Again from Jacques Vallee's, Passport To Magonia: "Paracelsus was probably born in 1491, and in the very same year Facius Cardan recorded his observations of seven strange visitors directly related to the creatures of the elements who were so puzzling to the great philosophers. The incident is preserved in the writings of his son, Jerome Cardan (1501-1576), who is well known to us today as a mathematician. Jerome Cardan lived in Milan and was not only a mathematician but also an occulist and a physician. In his book De Subtilitate, Cardan explains that he had often heard his father tell the particular story and finally searched for his record of the event, which reads as follows: August 13, 1491. When I had completed the customary rites, at about the twentieth hour of the day, seven men duly appeared to me clothed in silken garments, resembling Greek togas, and wearing, as it were, shining shoes. The undergarments beneath their glistening and ruddy breastplates seemed to be wrought of crimson and were of extraordinary beauty.
Nevertheless, all were not dressed in this fashion, but only two who seemed to be of nobler rank than the others. The taller of them who was of ruddy complexion was attended by two companions, and the second who was fairer and of shorter stature, by three. Thus in all there were seven. He left no record as to whether their heads were covered. They were about forty years of age, but they did not appear to be above thirty. When asked who they were, they said that they were men composed, as it were, of air, and subject to birth and death. It was true that their lives were much longer than hours, and might even reach three hundred years duration. Questioned on the immortality of our soul, they affirmed that nothing survives which is peculiar to the individual...When my father asked them why they did not reveal treasures to men if they knew where they were, they answered that it was forbidden by a peculiar law under the heaviest penalties for anyone to communicate this knowledge to men. They remained with my father for over three hours. But when he questioned them as to the cause of the universe they were not agreed. The tallest of them denied that God had made the world from eternity. On the contrary, the other added that God created it from moment to moment, so that should he desist for an instant the world would perish...Be this fact or fable, so it stands.
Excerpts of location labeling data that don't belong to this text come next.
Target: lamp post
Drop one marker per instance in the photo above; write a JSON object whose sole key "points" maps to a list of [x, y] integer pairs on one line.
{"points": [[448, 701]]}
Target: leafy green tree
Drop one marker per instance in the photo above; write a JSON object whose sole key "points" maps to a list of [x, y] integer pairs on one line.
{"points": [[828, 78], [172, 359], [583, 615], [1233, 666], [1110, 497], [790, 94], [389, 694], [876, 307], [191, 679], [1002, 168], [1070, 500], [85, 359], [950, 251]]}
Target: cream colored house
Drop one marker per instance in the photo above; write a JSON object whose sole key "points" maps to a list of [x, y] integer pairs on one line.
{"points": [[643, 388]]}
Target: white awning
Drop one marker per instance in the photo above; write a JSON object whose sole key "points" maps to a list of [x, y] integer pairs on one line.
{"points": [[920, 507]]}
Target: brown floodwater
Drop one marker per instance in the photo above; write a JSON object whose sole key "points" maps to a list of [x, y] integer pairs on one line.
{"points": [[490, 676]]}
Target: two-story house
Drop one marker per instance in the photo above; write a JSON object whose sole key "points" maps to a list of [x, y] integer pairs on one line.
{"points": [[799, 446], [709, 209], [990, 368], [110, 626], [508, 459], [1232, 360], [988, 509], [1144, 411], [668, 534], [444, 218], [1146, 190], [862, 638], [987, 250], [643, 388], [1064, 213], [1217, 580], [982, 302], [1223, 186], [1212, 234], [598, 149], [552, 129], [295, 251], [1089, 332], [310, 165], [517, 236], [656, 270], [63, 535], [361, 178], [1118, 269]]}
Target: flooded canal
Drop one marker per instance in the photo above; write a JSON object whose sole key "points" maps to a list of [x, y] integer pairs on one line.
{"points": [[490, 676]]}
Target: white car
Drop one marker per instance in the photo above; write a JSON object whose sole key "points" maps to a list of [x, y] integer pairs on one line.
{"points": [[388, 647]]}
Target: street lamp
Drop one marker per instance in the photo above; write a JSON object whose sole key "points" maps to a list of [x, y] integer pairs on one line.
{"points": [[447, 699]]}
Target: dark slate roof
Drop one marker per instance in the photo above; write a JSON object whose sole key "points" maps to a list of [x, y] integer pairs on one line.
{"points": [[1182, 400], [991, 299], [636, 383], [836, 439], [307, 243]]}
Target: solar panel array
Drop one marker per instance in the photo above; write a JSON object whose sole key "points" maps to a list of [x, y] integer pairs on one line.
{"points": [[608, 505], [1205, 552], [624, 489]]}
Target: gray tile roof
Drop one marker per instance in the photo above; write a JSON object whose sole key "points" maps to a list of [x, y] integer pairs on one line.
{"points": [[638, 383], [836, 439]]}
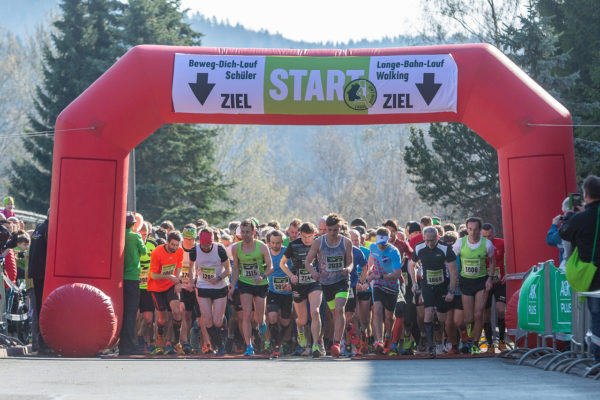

At the end of Passport to Magonia, before the huge appendix section of that book begins, Jacques Vallee has some great thoughts about the UFO phenomenon that I think are very much remarking on here: "To conclude, let us remark that the density (timewise) of UFO manifestations is not decreasing. Let us also note that knowledge of the structure of time would imply superior knowledge of destiny (I am using the word "destiny" to designate not the fate of individuals but the mechanism through which physical events unfold and the canvas upon which they are implemented). Perhaps I should remind the reader of two points we have touched on earlier: (1) the relativity of time in Magonia, a theory passed on to us in numerous tales we have reviewed; and (2) that astonishing little remark made by a sylph to Facius Cardan, which antedates quantum theory by four centuries: "He added that God created [the universe] from moment to moment, so that should he desist for an instant the world would perish."
As Jerome Cardan says, "Be this fact or fable, so it stands." I cannot offer the key to this mystery. I can only repeat: the search may be futile; the solution may lie forever beyond our grasp; the apparent logic of out most elementary deductions may evaporate. Perhaps what we search for is no more than a dream that, becoming part of our lives, never existed in reality. We cannot be sure that we study something real, because we do not know what reality is; we can only be sure that our study will help us understand more, far more, about ourselves. This is not a worthless task, and this idea gives me comfort, as I leave you with the lines of Milton:
I took it for a faery vision
Of some gay creatures of the element
That in the colours of the rainbow live
And play i' the plighted clouds. I was awestruck
And as I passed, I worshipped; if those you seek
It were a journey like the path to heaven
To help you find them.
I hope anyone reading these posts has enjoyed them. The major reason I wanted to put them here is to give a kind of boost to the series I want to start on Thursday or Friday. I don't know about anyone else, but this information from Passport To Magonia really got my imagination going; as to the question of whether beings from other realms, planes, dimensions or even frequencies of existence could be real and what form they might take. Thanks again for all of your kind, thoughtful and intelligent comments. Peace and be well to anyone stopping by!